The Frenchman even made it over to his Minami-Aoyama flagship, which opened its doors in 1995, for the launch party. The store’s cool interior was designed by frequent collaborator, friend and renowned product designer Philippe Starck. (P.M.)

Alain Mikli: 101 Minami-Aoyama, 5-5-25 Minato-Ku, Tokyo 107-0062. Tel: (03) 5485-1921


It’s alive

A kaleidoscope of fashion treasure awaits at the Vogue Nippon and Comme des Garcons “Magazine Alive!” collaborative shop which celebrates the magazine’s 10th anniversary this year. Comme’s designer Rei Kawakubo approached the magazine with her idea of creating a 3-D fashion-magazine experience, and the shop is piled high with aspirational and avant-garde items pulled directly from Vogue’s pages by the Comme team.

Upstairs is a gallery, and each month a new artist is brought in to coincide with that month’s issue of Vogue Nippon. This month’s theme is “Manga and Mode,” so the gallery has been taken over by who else but Takashi Murakami and his signature anime art-work sale of Murakami’s favorite retro Sailor Moon toys (until June 27).

Labels such as Marc Jacobs and Celine created one-off pieces for the shop and there are limited runs of sequined Comme des Garcons suits. For a little souvenir, there are T-shirts that coincide with the manga artists who participated in this month’s Vogue. Chanel’s Karl Lagerfeld contributed by lending his mug for one T-shirt, and by creating anime marionette dolls that are strung up in the shop’s window. Visit and experience the eclectic world of fashion. (M.J.)

Through the end of Nov. 5-12-3 Minami-Aoyama, Minato-ku Tel: (03) 5468-8301

Fashions straight outta Tokyo

TokyoMade, founded in 2006 by Masao Tamaoki and Deanne Tonking, is a one-stop hub for independent and one-of-a-kind design. The arty Web store has become one of the easiest ways of connecting Japan-based designers with customers from around the globe and vice-versa. More than 40 designers and artists are represented after being carefully selected by the ever-discerning Tamaoki and Tonking.

Divided into various sections, TokyoMade is easy to navigate and is packed with extra gems such as a regularly updated design-and-style blog, designer info and a useful gift-voucher area.

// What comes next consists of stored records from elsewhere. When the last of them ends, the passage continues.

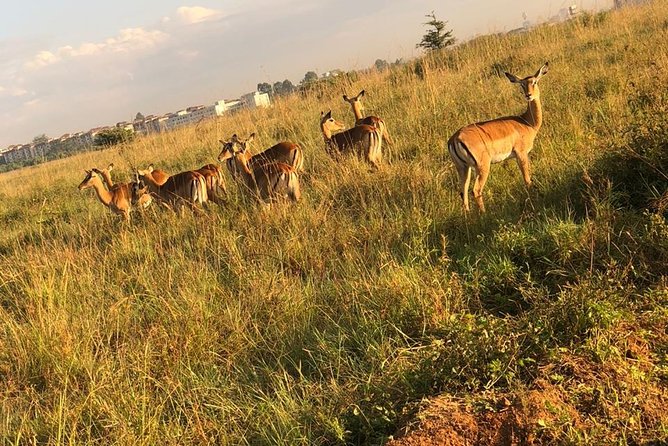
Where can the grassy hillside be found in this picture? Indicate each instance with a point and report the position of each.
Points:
(333, 321)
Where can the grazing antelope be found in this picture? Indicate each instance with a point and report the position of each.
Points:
(144, 200)
(362, 139)
(283, 152)
(213, 178)
(215, 185)
(119, 199)
(158, 175)
(186, 187)
(268, 181)
(374, 121)
(106, 175)
(477, 146)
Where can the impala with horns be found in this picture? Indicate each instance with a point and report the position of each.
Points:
(363, 140)
(187, 188)
(144, 200)
(477, 146)
(284, 152)
(374, 121)
(119, 199)
(267, 181)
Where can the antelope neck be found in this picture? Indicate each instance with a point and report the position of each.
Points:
(102, 193)
(534, 114)
(357, 110)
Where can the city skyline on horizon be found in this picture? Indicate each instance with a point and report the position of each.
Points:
(159, 57)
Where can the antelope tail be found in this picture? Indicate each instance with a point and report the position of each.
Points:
(384, 132)
(298, 161)
(460, 154)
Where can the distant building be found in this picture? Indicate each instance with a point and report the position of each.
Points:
(256, 99)
(621, 3)
(140, 125)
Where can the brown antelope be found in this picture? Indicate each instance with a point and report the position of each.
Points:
(119, 199)
(159, 176)
(267, 181)
(213, 178)
(215, 185)
(374, 121)
(183, 188)
(477, 146)
(363, 140)
(283, 152)
(106, 175)
(144, 200)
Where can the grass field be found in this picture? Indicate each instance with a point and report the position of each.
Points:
(344, 318)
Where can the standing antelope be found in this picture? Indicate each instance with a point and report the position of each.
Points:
(267, 180)
(144, 200)
(374, 121)
(186, 187)
(106, 175)
(477, 146)
(213, 179)
(119, 199)
(363, 139)
(283, 152)
(215, 185)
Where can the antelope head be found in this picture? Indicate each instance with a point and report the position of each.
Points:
(138, 188)
(329, 124)
(233, 146)
(89, 179)
(355, 101)
(529, 84)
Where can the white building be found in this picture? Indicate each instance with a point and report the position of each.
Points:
(256, 99)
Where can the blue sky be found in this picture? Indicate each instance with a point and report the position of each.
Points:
(72, 65)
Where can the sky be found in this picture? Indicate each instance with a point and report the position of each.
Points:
(72, 65)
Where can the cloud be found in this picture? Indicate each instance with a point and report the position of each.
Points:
(128, 40)
(15, 92)
(196, 14)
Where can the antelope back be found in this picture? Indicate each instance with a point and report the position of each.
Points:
(276, 180)
(189, 185)
(283, 152)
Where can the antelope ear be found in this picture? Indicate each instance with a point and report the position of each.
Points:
(542, 72)
(512, 77)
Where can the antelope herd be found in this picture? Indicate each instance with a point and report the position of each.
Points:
(273, 174)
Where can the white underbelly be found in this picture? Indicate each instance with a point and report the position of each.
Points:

The “Tokyo Threads” tab mainly focuses on street style apparel such as T-shirts, scarves and ties.

It also carries beautifully crafted capes by emerging fashion label Nana + Seven.

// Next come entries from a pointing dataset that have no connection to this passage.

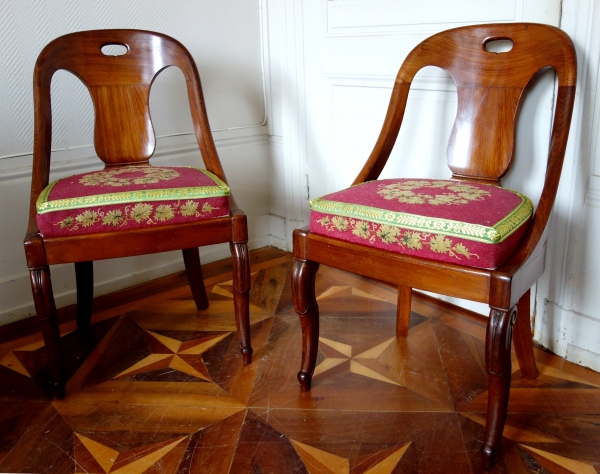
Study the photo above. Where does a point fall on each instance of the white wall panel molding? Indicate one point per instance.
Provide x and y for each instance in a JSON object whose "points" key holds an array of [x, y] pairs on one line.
{"points": [[294, 119], [571, 320], [82, 159], [410, 17], [592, 198]]}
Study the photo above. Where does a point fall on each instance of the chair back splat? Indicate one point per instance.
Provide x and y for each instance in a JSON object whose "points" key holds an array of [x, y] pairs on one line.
{"points": [[465, 237], [490, 90]]}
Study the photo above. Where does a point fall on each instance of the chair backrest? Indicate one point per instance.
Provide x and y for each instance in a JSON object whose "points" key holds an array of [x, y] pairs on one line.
{"points": [[120, 89], [490, 90]]}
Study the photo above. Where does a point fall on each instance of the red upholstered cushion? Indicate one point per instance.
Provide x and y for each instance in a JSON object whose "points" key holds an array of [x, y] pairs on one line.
{"points": [[472, 224], [130, 197]]}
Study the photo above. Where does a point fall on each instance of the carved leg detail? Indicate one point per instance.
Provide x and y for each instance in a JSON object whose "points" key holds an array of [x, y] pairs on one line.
{"points": [[241, 297], [498, 366], [84, 276], [305, 304], [43, 298], [191, 259], [522, 338], [403, 310]]}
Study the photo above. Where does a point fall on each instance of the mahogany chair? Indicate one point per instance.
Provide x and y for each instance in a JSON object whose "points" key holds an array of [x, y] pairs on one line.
{"points": [[128, 208], [466, 237]]}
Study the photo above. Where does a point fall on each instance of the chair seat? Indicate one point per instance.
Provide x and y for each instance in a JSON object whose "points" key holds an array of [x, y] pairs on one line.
{"points": [[130, 197], [473, 224]]}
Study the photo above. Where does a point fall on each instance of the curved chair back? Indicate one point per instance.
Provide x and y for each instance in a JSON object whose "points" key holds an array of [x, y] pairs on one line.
{"points": [[120, 90], [490, 91]]}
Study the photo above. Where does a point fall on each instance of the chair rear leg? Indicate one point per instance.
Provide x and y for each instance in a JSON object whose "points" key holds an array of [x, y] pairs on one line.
{"points": [[84, 277], [403, 310], [498, 366], [191, 259], [241, 297], [522, 338], [305, 304], [43, 298]]}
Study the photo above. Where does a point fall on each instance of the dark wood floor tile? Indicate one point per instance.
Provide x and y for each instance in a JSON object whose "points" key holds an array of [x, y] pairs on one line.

“Tokyo Accessories” stocks necklaces, earrings and cute brooches, which would make a perfect gift for any Japanophiles abroad.

Meanwhile “Kimono Chic” jumps off the screen with traditional Japanese designs including Chieko Hata’s Honmonoya label, which makes exquisitely patterned wraps, bags and kooky tabi (socklike boots), which are all made from vintage kimono silks.

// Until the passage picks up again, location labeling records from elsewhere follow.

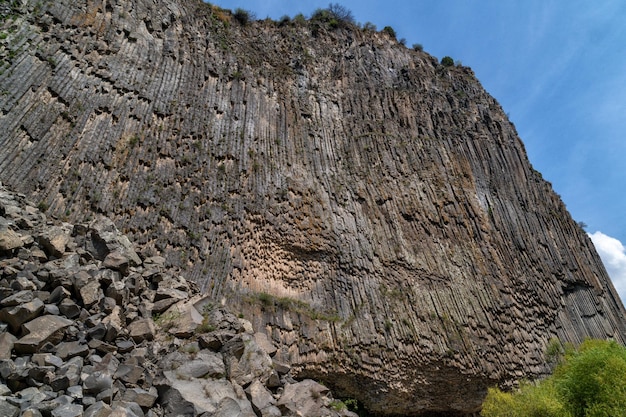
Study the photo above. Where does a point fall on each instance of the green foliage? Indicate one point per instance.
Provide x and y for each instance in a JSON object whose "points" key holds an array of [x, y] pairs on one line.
{"points": [[369, 26], [588, 382], [243, 16], [446, 61], [334, 15], [592, 380], [530, 401], [389, 31]]}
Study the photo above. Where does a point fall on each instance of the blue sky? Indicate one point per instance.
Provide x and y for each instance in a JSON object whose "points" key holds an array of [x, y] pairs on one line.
{"points": [[558, 68]]}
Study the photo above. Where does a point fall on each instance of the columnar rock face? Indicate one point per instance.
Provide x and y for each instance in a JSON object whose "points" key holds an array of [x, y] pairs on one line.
{"points": [[373, 212]]}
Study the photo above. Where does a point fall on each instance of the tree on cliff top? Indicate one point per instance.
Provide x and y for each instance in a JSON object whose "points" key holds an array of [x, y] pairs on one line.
{"points": [[589, 382]]}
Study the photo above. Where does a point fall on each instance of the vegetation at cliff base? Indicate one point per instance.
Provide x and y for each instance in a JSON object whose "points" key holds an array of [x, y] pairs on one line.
{"points": [[588, 382]]}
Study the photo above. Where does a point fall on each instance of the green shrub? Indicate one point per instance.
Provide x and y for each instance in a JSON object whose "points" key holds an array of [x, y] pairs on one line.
{"points": [[389, 31], [588, 382], [592, 380], [529, 401], [369, 26], [243, 16], [446, 61]]}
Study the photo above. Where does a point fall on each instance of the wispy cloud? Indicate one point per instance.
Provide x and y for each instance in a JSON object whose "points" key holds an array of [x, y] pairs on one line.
{"points": [[613, 255]]}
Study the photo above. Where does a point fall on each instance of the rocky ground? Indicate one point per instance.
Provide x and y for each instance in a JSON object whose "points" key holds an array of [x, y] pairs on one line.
{"points": [[89, 328]]}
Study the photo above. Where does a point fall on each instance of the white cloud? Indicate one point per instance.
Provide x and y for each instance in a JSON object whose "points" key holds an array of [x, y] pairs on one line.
{"points": [[613, 255]]}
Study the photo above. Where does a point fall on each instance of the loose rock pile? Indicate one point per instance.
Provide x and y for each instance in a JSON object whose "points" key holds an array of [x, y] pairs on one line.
{"points": [[88, 328]]}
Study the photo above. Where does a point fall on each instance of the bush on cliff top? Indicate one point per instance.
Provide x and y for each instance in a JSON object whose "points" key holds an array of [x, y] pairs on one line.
{"points": [[589, 382]]}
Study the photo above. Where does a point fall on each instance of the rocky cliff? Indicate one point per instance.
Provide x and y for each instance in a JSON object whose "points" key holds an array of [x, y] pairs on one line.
{"points": [[370, 210]]}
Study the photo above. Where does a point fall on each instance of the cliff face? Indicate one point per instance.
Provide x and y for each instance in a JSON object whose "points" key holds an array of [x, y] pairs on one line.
{"points": [[372, 211]]}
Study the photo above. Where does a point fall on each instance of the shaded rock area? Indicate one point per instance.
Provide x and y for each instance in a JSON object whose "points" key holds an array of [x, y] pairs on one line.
{"points": [[370, 210], [79, 335]]}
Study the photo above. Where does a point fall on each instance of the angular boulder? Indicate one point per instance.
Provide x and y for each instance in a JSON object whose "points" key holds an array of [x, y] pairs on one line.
{"points": [[44, 329]]}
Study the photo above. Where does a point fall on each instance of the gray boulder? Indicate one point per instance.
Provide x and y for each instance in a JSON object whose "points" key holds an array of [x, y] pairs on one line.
{"points": [[44, 329]]}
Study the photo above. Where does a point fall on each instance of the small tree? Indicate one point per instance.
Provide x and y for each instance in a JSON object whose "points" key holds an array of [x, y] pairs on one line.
{"points": [[446, 61], [389, 31], [243, 16], [340, 13]]}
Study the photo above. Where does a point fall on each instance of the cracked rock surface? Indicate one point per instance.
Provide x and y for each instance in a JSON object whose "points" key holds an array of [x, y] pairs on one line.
{"points": [[117, 356], [370, 211]]}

The site, which has a fairly good dose of kawaii (cute), has some superb individual pieces which ultimately make TokyoMade a must-visit store for the shopper looking for something different from everyone else. (P.M.)


A storied label

Playful dandyism and understated elegance lies at the heart of Pascal Donquino, a menswear brand launched this year by designer Akira Takeuchi.

The label is a pet project for Takeuchi, who already has his work cut out for him as the male half of Tokyo mainstay brand Theatre Products.

Pascal Donquino, which drops the flash, is propped up by the history and stories that come with its fabrics and materials, which could be considered an exercise in the lost art of intuitive fashion storytelling once associated with most designer brands before mass production watered down the art form.

For Pascal Donquino, personality can be seen in its plaid wool and cashmere fabrics, provided by Lanificio Campore, from Italy’s Biella area deep in the Alps and the second-oldest textile-maker in the area.

The shirts are made of cotton by Thomas Mason in the historic county of Lancashire, England, which has been producing high-quality fibers since the locomotive was introduced there allowing for advanced innovation in the early 1800s.

The plain toe shoes are crafted by a Japanese artisan from Kyushu who is versed in the art of bespoke, and taught himself to make shoes by hand on his family’s sewing machine when he was in his teens.

Such stories culminate into one label that puts the background details in the forefront, expunging intimacy from its fiber core. (M.J.)

Available at Men’s Isetan. For information, please call (03) 3462-9557.